Images of exterior of Cathedral of Kars/Apostles Church/Kumbet Mosque, it is currently closed to the public as it is undergoing restoration.
A small but well preserved church on the western edge of the plateau the city occupied. Believed to be late tenth century and to have been commissioned by Prince Grigor Pahlavuni. Interior used to be frescoed but was later whitewashed.
The Aghtamar monastery and cathedral that sit on Aghtamar island were built by Armenians in the 10th century AD. It existed as a monastic site and community until 1915 when the community was destroyed. By 1951 the whole site was abandoned, extensively vandalised and was set for demolition, fortunately it was saved. It has undergone extensive and somewhat damaging restoration in recent years often not sympathetic to the sites original construction. The carvings that adorn its outer walls are among the most fascinating aspects of the Cathedral.
The Church of St. George in the village of Nakipari in the Ipari community in Svaneti is C10th and is known for its animal sculptures on the eastern façade of the building as well as for the interior frescoes painted by Tevdoré.
The monastery of Lamaria (Dormition of the Virgin) lies to the north of Zhibiani village in Ushguli community in Svaneti. Ushguli is the highest inhabited collection of villages in Europe and lies more than 2,200 metres above sea level. The monastery is being restored and a new community of monks has settled there post-communism. The church has not been damaged by too much intervention and, as with many other Svan churches, has an additional apses aisle to the south. This connects to the main chapel only by the narthex and has a cauldron in front of the altar for ritual animal sacrifice. In the main chapel there are interesting stone niches built into the iconostasis that do not correspond exactly to ambons and are of unclear liturgical function. The church is C10th.
The Church of the Saviour in Lagami, in the Mestia community in Svaneti is extremely unusual in being a two storied church. The lower church was built in the C10th and possesses an C11th-C12th fresco cycle. Above it is the C14th upper church which has both interior and exterior frescoes.
The church at Zarzma was built between the C10th and C16th at a site that is associated with St. Basil, an C8th holy man. There is believed to have been a church on this site since the C8th and a miraculous C9th icon is also linked with the site. Fragments of this icon are still extant in the Art Museum in Tbilisi and in the Hermitage in St. Petersburg.
Ninotsminda means St.

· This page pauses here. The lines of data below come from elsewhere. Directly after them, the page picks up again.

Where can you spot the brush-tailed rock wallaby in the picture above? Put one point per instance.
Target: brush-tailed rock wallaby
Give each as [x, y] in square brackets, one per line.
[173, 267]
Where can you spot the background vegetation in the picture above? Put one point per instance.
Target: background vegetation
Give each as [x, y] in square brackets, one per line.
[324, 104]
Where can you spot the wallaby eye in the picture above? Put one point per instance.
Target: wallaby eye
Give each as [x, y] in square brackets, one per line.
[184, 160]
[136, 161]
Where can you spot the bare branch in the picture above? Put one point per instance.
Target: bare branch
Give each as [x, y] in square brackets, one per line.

Nino and is one of several locations in Georgia named after the evangeliser of Georgia. The church is one of the first four-lobed centrally-planned buildings in Georgia and is seen as part of the evolution of this type of architecture. The church dates from the C6th with alterations continuing up until C10th. The site is now the home to a new religious community who live in a range of buildings around the central church.